Alexandre también quedó sorprendido con las confesiones de su amigo. Siempre habían hablado de muchos temas. Uno advertía que entre
ellos circulaba una hermandad. A simple vista no existían secretos ni
historias ocultas. Es más, he llegado a creer que el compartir la misma
mujer no ha sido motivo de diferencias. Y por otra parte, aquella fórmula desgarrada de contar esa vivencia amorosa con Augusta, no
guardaba otro objeto que poner sobre la mesa las condiciones mínimas
e indispensables para sostener una convivencia armónica. Paúl nada
más me había dicho: “Así son las cosas”. Yo solamente tenía que mirar para otro lado. Pero en verdad, no estaba acostumbrado a la sensatez europea o para ser más preciso, a cierta pacatería cultural donde el
macho es centro de todo y nunca recibe el golpe. Ese resabio varonil,
gastado y desprolijo que arrastramos los cultores del Río de la Plata.
Yo estaba atado a la mesa y temblaba que le llegara el turno a mi informe sobre alguna debilidad pretérita. Contar hazañas de noches
orientales con mujeres promiscuas o entreveros con homosexuales
desgastados. Esperaba además que Marcel arribara y equilibrara el
diálogo trayendo la historia del El frac verde( L’hat vert), la comedia
de Gaston-Armand de Caillavet y Robert de Flers que, según él, estaba basada en sus malogrados días con Mirelle. Total mentira. Marcel
le imprimía al relato la cuota de humor necesario para hacer creer a
sus virtuales oyentes que la sátira mundana le pertenecía. Llegó. Respiré aliviado. Todo indicaba que mi situación ya no estaba comprometida. Todavía faltaba la exposición de Alexandre, algún que otro suspiro de Paúl y el ocaso de la reunión quedaría sellado.
Marcel no parecía dispuesto a transformarse en el bufón de la tarde.
Varias veces nuestras miradas se cruzaron y me pareció que algo estaba sucediendo. No era el que conocía. Estaba sentado pero ausente de
la conversación. Parecía incómodo, de prestado, en otra cosa. Bebía su
cerveza y apretaba los labios. Miraba a Paúl y Alexandre de manera
obligada. Me sentí molesto. Tal vez esta integración le resultara inapropiada. Tanto fue su exclusión que los invitados comenzaron a
notarlo aunque no resignaron la voluntad de continuar festejando.
Alexandre pidió una vuelta más de cerveza para todos y se excusó
antes de ir al baño.
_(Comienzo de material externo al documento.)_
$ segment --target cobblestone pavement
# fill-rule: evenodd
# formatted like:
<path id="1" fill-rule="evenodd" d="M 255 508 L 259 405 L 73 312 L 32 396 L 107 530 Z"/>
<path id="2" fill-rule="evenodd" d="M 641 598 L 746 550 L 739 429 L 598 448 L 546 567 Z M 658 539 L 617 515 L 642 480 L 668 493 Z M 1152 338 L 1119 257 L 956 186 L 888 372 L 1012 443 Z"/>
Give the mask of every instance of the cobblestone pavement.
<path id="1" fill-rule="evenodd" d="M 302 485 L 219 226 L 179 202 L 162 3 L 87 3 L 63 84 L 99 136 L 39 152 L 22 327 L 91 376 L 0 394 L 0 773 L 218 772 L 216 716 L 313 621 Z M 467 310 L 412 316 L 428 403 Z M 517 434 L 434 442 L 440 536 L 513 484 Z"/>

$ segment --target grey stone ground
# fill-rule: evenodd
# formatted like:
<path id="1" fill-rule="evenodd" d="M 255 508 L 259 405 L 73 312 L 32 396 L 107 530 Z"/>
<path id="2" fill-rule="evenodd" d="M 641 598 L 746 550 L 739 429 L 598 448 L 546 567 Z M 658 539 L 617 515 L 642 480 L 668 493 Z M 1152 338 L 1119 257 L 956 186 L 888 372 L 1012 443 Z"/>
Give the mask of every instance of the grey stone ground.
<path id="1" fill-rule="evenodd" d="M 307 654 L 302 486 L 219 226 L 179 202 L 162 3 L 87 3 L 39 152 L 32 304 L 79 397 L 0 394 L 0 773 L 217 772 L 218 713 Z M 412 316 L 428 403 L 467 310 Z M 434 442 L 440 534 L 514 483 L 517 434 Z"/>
Paúl encendió la pipa y se recostó en el respaldo de
su silla. Marcel seguía en su cerrado laberinto y yo comenzaba a creer
que todo placer ha de ser pagado con una cantidad apreciable de disgusto, con la moneda fatal de cada hipocresía y con el azar y el error
de nuestra sospechada huída al futuro.
Paúl Hartford y Alexandre Soards regresaron a Vermont. Ambos continúan manteniendo sus cátedras. Augusta Dover Y Roberta Lerer
viven el Lugano (Suiza), totalmente desconectadas de sus anteriores
afectos.
Marcel Grinaut después de conocer que Roberta iniciaba una nueva
vida con Augusta, volvió a París. Mirelle Maccos, su esposa, ya había
formado otra pareja.
Ignacio Cavanagh firmó contrato con una editorial española para
publicar “El mito personal”, con prólogo de Alexandre Soards.
Su deseo es volver el próximo invierno a la Universidad de Vermont.